I’ve been told that my cookies are horrible because I learned how to bake at altitude, and I am not compensating back for oxygenated baking. I’ve heard that it’s because I don’t use enough butter, or that I use too much, or that it isn’t cold enough or it isn’t melted enough or that I should just be using Crisco. I’ve been cautioned not to mix the batter too much, and to keep it really cold, and to use the right sized eggs and the not too old baking powder and and I really just think that I am cursed.
I can bake *anything* else. You know those Christmas cakes that look like a fallen log in the woods at winter and taste like God Himself? I MAKE THOSE, down to the homemade caramels and buttercreams, multiple. Cakes, pies, breads, you name it. I should be able to bake the most basic kid treat.

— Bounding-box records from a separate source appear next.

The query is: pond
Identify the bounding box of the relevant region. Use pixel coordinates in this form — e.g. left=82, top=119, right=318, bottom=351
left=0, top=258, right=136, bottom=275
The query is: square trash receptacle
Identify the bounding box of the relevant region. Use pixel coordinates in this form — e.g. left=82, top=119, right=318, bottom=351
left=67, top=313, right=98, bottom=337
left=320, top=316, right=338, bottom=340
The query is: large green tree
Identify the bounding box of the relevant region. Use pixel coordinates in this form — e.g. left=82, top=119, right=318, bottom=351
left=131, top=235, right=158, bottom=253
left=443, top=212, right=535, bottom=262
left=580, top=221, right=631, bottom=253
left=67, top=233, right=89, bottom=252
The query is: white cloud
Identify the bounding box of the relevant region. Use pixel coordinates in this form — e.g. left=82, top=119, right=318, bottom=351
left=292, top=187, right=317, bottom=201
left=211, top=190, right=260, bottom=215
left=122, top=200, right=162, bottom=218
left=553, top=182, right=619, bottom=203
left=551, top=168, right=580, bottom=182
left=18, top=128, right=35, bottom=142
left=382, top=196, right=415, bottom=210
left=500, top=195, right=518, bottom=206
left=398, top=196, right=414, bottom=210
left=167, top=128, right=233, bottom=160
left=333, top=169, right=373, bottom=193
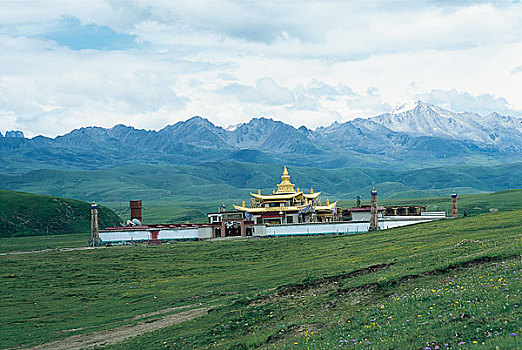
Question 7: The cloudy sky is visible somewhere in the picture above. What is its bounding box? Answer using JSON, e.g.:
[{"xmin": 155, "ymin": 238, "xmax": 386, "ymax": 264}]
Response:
[{"xmin": 0, "ymin": 0, "xmax": 522, "ymax": 137}]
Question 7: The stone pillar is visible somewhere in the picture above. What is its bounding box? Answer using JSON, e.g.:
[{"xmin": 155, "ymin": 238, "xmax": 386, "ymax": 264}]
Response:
[
  {"xmin": 241, "ymin": 219, "xmax": 246, "ymax": 237},
  {"xmin": 221, "ymin": 219, "xmax": 227, "ymax": 237},
  {"xmin": 451, "ymin": 192, "xmax": 459, "ymax": 218},
  {"xmin": 368, "ymin": 188, "xmax": 379, "ymax": 231}
]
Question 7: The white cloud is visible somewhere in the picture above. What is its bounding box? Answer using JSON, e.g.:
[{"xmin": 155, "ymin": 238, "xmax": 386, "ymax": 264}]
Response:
[
  {"xmin": 416, "ymin": 89, "xmax": 522, "ymax": 116},
  {"xmin": 0, "ymin": 0, "xmax": 522, "ymax": 136}
]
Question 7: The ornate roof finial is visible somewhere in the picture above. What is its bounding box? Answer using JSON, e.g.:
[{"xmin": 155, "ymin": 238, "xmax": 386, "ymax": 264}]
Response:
[{"xmin": 277, "ymin": 166, "xmax": 295, "ymax": 193}]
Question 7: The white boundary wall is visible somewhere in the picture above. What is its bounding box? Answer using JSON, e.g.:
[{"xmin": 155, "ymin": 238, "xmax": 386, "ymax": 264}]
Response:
[
  {"xmin": 260, "ymin": 218, "xmax": 433, "ymax": 236},
  {"xmin": 100, "ymin": 228, "xmax": 199, "ymax": 243},
  {"xmin": 100, "ymin": 216, "xmax": 442, "ymax": 243}
]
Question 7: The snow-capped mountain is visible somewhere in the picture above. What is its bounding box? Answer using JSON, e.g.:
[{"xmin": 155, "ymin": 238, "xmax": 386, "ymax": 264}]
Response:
[
  {"xmin": 0, "ymin": 101, "xmax": 522, "ymax": 171},
  {"xmin": 369, "ymin": 101, "xmax": 522, "ymax": 148}
]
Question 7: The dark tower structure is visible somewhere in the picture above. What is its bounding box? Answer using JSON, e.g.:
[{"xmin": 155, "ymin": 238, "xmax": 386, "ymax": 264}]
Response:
[
  {"xmin": 368, "ymin": 188, "xmax": 379, "ymax": 231},
  {"xmin": 89, "ymin": 203, "xmax": 101, "ymax": 247},
  {"xmin": 130, "ymin": 201, "xmax": 143, "ymax": 222},
  {"xmin": 451, "ymin": 192, "xmax": 459, "ymax": 218}
]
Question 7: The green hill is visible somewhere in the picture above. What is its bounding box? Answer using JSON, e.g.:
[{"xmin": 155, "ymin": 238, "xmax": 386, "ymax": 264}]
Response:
[{"xmin": 0, "ymin": 190, "xmax": 120, "ymax": 237}]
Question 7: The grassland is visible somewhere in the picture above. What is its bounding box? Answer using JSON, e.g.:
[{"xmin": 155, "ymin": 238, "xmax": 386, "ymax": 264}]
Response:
[
  {"xmin": 0, "ymin": 190, "xmax": 120, "ymax": 237},
  {"xmin": 0, "ymin": 233, "xmax": 91, "ymax": 253},
  {"xmin": 0, "ymin": 209, "xmax": 522, "ymax": 349}
]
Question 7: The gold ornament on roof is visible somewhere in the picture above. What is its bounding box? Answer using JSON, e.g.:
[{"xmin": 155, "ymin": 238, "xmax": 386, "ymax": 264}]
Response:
[{"xmin": 277, "ymin": 167, "xmax": 296, "ymax": 193}]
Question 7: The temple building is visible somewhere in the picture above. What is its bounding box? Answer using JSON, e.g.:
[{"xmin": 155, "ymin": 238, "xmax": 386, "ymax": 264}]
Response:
[{"xmin": 234, "ymin": 167, "xmax": 339, "ymax": 225}]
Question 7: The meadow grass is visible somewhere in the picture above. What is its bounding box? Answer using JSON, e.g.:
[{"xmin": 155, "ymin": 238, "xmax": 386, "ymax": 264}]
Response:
[
  {"xmin": 0, "ymin": 206, "xmax": 522, "ymax": 349},
  {"xmin": 0, "ymin": 233, "xmax": 91, "ymax": 253}
]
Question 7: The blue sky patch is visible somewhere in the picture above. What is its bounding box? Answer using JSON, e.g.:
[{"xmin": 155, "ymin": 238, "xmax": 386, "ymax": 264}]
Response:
[{"xmin": 40, "ymin": 16, "xmax": 137, "ymax": 51}]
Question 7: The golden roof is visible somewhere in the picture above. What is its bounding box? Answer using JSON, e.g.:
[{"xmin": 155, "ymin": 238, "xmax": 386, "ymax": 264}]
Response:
[
  {"xmin": 276, "ymin": 167, "xmax": 295, "ymax": 193},
  {"xmin": 234, "ymin": 202, "xmax": 337, "ymax": 213}
]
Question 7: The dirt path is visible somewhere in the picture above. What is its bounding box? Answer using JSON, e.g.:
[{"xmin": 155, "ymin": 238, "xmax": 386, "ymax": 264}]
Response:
[{"xmin": 24, "ymin": 307, "xmax": 208, "ymax": 350}]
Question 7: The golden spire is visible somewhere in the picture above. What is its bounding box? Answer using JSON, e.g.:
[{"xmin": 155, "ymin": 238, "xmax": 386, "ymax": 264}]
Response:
[{"xmin": 277, "ymin": 166, "xmax": 295, "ymax": 193}]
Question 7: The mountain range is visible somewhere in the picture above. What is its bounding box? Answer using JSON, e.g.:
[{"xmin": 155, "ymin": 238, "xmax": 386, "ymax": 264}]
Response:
[{"xmin": 0, "ymin": 101, "xmax": 522, "ymax": 173}]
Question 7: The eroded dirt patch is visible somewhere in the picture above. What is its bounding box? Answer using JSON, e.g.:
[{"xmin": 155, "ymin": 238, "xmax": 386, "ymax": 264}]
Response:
[
  {"xmin": 24, "ymin": 307, "xmax": 208, "ymax": 350},
  {"xmin": 249, "ymin": 263, "xmax": 394, "ymax": 306}
]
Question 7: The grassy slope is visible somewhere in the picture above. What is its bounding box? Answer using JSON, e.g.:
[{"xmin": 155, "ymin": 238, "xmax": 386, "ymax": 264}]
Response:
[
  {"xmin": 0, "ymin": 210, "xmax": 522, "ymax": 349},
  {"xmin": 0, "ymin": 190, "xmax": 120, "ymax": 237},
  {"xmin": 0, "ymin": 233, "xmax": 91, "ymax": 253},
  {"xmin": 0, "ymin": 161, "xmax": 522, "ymax": 202}
]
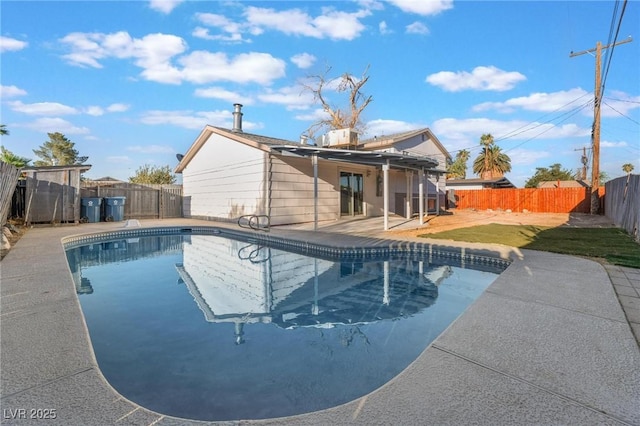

One year, I was asked to to bring ice cream sandwiches to a family birthday. I decided that this has gone on long enough, I was going to make those cookies for the sandwich, dammit. I make the ice cream cookie sandwiches and also ended up making our dentist relative a very happy man indeed when we all needed our front teeth repaired after dessert. I wish I was kidding.
So you can imagine my kids’ shock when I pulled a pan of (pre-made, pre-portioned, didn’t have to be handled at all my my hands) cookies out of the stove tonight, and no one had to die. Hell, you can imagine MINE. I’d like this to happen again, maybe without so many preservatives next time (though, really, totally worth it for the smiles on their faces) so, help me, people.
Tell me what I’m doing wrong. How do you make *@&#%ing cookies?
Or, even better, tell me what ridiculously simple thing you can’t do, so we can all feel inadequate together, in public.